Il legislatore italiano è intervenuto sulla materia con il D.Lgs 195/2008 – in forza del quale è stata data attuazione al Regolamento CE n. 1889/2005 – il cui art. 3 stabilisce espressamente che i trasferimenti di denaro da e verso i Paesi dell’Unione Europea di importo superiore ad Euro 10.000,00 necessitino di apposita dichiarazione da rilasciarsi in alternativa all’Agenzia delle Dogane, ad istituti bancari, ad Uffici Postali o alla Guardia di Finanza. Con riferimento al trasferimento di capitali nei confronti di Paesi non facenti parte dell’Unione Europea, la relativa disciplina è contenuta all’interno di Trattati internazionali all’uopo sottoscritti.
Per quanto riguarda il riconoscimento degli effetti prodotti dalle compravendite immobiliari perfezionatesi all’estero nella forma di atto pubblico, la legge 218/1995 prevede espressamente che i suddetti atti possano produrre i propri effetti in Italia e sostituire l’omologo atto italiano a condizione che presentino requisiti formali minimi che permettano di equipararli all’equivalente atto pubblico italiano, tenuto conto della funzione che quest’ultimo è chiamato a svolgere e dei valori che protegge, che non producano in Italia maggiori effetti di quelli di cui sono dotati nell’ordinamento di origine e che non siano contrari all’ordine pubblico italiano.

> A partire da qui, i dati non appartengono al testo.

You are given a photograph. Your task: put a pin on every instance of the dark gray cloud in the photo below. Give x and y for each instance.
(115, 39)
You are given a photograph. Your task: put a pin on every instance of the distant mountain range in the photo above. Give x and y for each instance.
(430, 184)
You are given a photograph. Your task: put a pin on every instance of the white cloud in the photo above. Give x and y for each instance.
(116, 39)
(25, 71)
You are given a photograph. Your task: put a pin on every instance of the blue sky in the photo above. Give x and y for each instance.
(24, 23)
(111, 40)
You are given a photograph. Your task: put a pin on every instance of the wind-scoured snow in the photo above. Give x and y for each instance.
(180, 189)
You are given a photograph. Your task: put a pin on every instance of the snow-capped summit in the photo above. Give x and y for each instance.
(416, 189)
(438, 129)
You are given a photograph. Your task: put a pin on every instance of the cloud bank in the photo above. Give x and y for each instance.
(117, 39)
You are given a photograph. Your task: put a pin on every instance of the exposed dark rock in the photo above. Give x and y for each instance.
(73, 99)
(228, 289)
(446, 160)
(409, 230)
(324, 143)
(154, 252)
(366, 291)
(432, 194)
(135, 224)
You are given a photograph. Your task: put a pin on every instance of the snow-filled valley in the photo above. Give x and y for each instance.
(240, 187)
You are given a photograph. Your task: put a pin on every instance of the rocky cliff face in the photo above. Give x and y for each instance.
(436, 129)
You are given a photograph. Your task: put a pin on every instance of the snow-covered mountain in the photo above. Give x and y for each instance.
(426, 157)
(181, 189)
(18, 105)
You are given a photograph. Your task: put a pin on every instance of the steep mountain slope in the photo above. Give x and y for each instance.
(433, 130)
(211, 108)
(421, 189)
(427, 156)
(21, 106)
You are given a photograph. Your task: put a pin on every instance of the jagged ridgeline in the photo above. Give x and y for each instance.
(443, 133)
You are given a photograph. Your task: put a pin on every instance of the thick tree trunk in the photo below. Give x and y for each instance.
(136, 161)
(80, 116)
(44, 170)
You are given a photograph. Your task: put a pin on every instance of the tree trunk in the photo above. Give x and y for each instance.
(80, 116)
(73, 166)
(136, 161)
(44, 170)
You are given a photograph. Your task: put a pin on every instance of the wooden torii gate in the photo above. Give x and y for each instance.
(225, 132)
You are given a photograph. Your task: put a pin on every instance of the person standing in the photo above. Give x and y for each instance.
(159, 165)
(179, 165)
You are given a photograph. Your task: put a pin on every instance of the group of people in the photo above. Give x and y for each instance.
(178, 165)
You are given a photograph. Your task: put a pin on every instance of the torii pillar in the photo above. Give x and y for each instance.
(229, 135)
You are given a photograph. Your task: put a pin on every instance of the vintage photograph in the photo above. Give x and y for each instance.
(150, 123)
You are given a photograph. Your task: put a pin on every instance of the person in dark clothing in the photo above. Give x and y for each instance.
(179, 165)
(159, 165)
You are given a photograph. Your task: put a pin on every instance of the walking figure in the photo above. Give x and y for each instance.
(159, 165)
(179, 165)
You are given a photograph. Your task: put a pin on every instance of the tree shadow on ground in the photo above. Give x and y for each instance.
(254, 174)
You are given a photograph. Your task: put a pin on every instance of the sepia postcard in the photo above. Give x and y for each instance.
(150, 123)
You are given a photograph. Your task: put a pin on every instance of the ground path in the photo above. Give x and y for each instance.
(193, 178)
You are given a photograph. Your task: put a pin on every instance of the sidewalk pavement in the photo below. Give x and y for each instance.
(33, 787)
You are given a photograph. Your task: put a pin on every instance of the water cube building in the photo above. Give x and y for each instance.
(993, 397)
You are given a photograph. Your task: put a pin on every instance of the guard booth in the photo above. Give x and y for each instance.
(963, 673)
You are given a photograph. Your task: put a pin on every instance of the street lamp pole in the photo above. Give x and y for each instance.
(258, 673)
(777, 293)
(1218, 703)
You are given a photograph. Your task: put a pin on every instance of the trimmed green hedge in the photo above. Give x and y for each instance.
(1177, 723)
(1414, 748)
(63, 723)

Relativamente alla disciplina prevista in materia di acquisto di beni immobili siti in Italia da parte di cittadini stranieri, occorre operare una distinzione a seconda che gli acquirenti siano o meno regolarmente soggiornanti in Italia e appartenenti o meno ad un Paese dell’Unione Europea.
Gli stranieri non regolarmente soggiornanti in Italia hanno diritto di acquistare immobili nel territorio nazionale esclusivamente qualora ciò sia espressamente previsto da un trattato internazionale, ovvero se nel Paese di origine sia consentito ad un cittadino italiano di acquistare un immobile. Trattasi del cosiddetto principio di reciprocità, in forza del quale uno straniero è ammesso a godere dei diritti civili attribuiti al cittadino italiano nella misura in cui i cittadini italiani possano compiere nello Stato estero i medesimi atti.
Gli stranieri regolarmente soggiornanti, i loro familiari e gli apolidi residenti in Italia da meno di tre anni hanno diritto di acquistare immobili solo se muniti di permesso di soggiorno per motivi di lavoro subordinato o di lavoro autonomo, per l’esercizio di un’impresa individuale, per motivi di famiglia, per motivi umanitari, per motivi di studio o di un permesso di soggiorno CE. I cittadini comunitari e i cittadini dei Paesi SEE (Islanda, Liechtenstein e Norvegia) e gli apolidi residenti in Italia da più di tre anni non necessitano di requisiti particolari per procedere all’acquisto.
In conclusione, stante l’influenza che la globalizzazione esercita in molteplici settori della vita e del mercato, è indubbio che le compravendite immobiliari che presentano caratteri di transnazionalità costituiscono realtà ormai diffuse nel panorama globale tali da richiedere competenze in costante aggiornamento da parte degli operatori del settore immobiliare.